Clawzempic
PassAudited by ClawScan on May 1, 2026.
Overview
The skill appears to be a disclosed OpenClaw efficiency audit that reads local OpenClaw state and can run over SSH when requested, with no artifact evidence of hidden exfiltration or persistence.
This looks safe for its stated purpose, but treat it like a diagnostic tool with access to your OpenClaw state. Confirm the OpenClaw directory or remote host before running it, and review any generated report before sharing it externally.
Findings (3)
Artifact-based informational review of SKILL.md, metadata, install specs, static scan signals, and capability signals. ClawScan does not execute the skill or run runtime probes.
The assistant may execute the audit script on the local machine or, if requested, on a remote host via SSH.
The skill asks the agent to run a local shell audit script and supports a remote SSH mode. This is disclosed and central to the audit purpose, but users should confirm the target before running it.
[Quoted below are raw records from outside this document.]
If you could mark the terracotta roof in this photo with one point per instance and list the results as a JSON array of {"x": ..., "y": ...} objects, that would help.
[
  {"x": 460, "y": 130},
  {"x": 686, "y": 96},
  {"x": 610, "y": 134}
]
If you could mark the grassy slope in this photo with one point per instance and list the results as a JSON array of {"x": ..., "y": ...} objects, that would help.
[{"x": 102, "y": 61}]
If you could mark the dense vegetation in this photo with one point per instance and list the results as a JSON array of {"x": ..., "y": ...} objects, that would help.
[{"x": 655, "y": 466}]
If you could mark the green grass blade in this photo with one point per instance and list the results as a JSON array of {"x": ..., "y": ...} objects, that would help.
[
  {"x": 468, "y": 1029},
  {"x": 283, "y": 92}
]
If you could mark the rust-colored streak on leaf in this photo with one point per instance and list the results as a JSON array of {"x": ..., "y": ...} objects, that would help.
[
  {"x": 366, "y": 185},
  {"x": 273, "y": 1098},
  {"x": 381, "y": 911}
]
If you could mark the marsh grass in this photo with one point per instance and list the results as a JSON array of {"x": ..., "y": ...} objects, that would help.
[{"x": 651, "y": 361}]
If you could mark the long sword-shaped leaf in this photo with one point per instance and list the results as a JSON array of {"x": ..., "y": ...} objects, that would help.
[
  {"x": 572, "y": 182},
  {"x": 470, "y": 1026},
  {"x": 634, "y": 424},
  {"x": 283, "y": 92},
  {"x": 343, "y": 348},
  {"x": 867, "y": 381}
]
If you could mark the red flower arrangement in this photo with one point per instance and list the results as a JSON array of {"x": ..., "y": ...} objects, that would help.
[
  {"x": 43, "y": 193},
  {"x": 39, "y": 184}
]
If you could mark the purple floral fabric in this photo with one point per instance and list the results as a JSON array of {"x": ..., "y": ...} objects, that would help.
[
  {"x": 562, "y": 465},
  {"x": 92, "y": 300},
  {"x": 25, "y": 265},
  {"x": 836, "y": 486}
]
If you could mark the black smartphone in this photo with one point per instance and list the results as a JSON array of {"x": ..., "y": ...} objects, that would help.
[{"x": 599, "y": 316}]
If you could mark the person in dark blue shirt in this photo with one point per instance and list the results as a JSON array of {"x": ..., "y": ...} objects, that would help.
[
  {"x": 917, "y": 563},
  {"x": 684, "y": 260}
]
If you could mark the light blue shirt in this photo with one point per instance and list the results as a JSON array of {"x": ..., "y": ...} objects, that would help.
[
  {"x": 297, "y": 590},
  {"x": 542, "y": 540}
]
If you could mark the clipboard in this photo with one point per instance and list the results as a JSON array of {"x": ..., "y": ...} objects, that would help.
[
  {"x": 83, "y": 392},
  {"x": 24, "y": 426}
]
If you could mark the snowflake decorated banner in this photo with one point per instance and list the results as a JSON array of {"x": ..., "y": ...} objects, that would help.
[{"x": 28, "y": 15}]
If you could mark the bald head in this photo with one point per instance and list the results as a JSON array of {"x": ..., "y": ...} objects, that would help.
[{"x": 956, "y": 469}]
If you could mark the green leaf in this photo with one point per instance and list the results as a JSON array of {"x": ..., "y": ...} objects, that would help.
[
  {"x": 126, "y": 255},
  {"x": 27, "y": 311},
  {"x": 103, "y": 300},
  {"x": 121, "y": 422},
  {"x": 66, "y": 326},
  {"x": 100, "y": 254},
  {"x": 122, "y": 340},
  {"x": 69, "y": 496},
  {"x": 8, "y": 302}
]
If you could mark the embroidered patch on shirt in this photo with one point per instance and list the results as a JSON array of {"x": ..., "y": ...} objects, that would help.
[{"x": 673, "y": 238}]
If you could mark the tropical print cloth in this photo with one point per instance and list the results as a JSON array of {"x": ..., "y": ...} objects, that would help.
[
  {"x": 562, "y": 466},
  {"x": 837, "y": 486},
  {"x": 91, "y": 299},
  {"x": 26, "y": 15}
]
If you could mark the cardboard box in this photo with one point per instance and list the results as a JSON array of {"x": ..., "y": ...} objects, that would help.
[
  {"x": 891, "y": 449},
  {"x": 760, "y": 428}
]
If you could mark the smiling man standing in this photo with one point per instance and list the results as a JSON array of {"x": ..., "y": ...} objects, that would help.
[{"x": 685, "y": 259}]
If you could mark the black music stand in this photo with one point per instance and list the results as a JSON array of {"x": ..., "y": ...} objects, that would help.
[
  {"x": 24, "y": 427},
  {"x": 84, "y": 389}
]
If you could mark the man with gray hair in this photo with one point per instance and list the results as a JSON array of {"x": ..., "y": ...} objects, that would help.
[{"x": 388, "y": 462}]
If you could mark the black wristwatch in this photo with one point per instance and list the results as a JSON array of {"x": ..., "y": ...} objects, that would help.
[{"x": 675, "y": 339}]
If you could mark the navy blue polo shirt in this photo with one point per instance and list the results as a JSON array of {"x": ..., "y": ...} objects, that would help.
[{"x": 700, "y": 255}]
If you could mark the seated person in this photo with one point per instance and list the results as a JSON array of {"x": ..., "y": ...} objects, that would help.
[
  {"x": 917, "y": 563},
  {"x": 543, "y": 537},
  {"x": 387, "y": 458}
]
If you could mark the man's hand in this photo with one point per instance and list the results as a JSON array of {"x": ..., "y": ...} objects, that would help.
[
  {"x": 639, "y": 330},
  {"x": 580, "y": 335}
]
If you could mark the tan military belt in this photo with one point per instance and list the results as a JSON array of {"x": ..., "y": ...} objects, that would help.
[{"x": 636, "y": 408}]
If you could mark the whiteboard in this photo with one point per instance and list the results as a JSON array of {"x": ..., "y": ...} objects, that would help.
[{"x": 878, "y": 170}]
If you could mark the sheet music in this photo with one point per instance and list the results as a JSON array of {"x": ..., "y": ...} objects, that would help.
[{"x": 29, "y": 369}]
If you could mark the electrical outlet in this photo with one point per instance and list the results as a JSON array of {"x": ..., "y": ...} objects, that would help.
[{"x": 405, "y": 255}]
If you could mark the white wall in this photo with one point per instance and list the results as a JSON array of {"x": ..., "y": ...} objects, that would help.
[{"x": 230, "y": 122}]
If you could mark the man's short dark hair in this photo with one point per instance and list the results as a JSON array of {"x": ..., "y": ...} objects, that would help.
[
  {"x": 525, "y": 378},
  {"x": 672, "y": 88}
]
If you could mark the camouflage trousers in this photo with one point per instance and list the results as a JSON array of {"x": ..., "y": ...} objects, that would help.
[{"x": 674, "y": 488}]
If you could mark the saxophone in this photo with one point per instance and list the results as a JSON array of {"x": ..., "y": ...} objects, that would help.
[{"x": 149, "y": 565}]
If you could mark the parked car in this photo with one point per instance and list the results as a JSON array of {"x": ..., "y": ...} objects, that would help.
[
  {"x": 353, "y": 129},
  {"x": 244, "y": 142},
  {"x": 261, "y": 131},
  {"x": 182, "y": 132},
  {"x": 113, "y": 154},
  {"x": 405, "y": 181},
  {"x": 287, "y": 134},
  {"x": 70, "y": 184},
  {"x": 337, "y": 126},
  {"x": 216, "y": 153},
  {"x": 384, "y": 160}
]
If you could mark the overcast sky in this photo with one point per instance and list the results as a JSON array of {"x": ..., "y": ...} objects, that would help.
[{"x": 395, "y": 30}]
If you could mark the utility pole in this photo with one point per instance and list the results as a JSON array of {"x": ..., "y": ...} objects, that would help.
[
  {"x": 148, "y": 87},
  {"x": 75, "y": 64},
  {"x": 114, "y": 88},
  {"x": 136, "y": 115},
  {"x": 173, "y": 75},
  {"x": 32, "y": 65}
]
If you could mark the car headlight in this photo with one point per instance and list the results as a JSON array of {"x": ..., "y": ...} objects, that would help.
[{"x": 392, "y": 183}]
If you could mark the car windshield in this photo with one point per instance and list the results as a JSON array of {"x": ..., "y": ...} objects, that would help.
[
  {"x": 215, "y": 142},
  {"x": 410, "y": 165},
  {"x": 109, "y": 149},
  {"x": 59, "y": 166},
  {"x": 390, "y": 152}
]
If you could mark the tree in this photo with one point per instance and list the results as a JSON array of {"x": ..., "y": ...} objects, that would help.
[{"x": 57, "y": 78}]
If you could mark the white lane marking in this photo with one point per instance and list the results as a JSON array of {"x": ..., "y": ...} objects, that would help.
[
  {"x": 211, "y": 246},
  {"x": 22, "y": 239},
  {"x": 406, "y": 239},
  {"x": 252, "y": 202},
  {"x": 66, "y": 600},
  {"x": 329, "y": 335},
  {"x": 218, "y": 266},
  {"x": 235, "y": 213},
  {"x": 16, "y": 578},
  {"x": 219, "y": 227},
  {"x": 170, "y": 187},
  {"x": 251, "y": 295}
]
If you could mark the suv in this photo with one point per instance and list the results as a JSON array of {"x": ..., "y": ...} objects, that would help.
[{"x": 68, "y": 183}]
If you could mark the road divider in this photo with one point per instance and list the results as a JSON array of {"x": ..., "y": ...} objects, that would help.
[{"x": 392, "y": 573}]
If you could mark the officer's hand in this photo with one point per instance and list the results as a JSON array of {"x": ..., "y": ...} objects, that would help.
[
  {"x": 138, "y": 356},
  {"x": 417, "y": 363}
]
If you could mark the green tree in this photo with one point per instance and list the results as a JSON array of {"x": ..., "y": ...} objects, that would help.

Run `bash skills/clawzembic/lean-audit.sh` (or `--remote user@claudette` for the VM)
Run it only for OpenClaw instances you intend to audit, and verify any remote hostname before approving remote use.
If remote mode is used, the script runs with whatever permissions the SSH account has on the remote OpenClaw instance.
Remote mode uses the user's existing SSH identity and permissions on the target host. This is disclosed and optional, but it is still delegated account access.
For remote instances, ensure SSH key-based auth is configured. The skill uses SSH to execute the audit remotely
Use a least-privileged SSH account where possible and only target hosts you control or are authorized to audit.
Audit output may include details such as oversized memory files, cron job names, session bloat, or transcript sizes from the user's OpenClaw environment.
The audit examines persistent OpenClaw state, including memory/context files, sessions, cron configuration, skills, and transcript storage. This matches the stated purpose but may reveal operational or private metadata in the report.
Scans your installation and scores it across six critical categories: context injection, cron health, session bloat, config health, skill bloat, and transcript size.
Review generated reports before sharing them, especially JSON output intended for dashboards or integrations.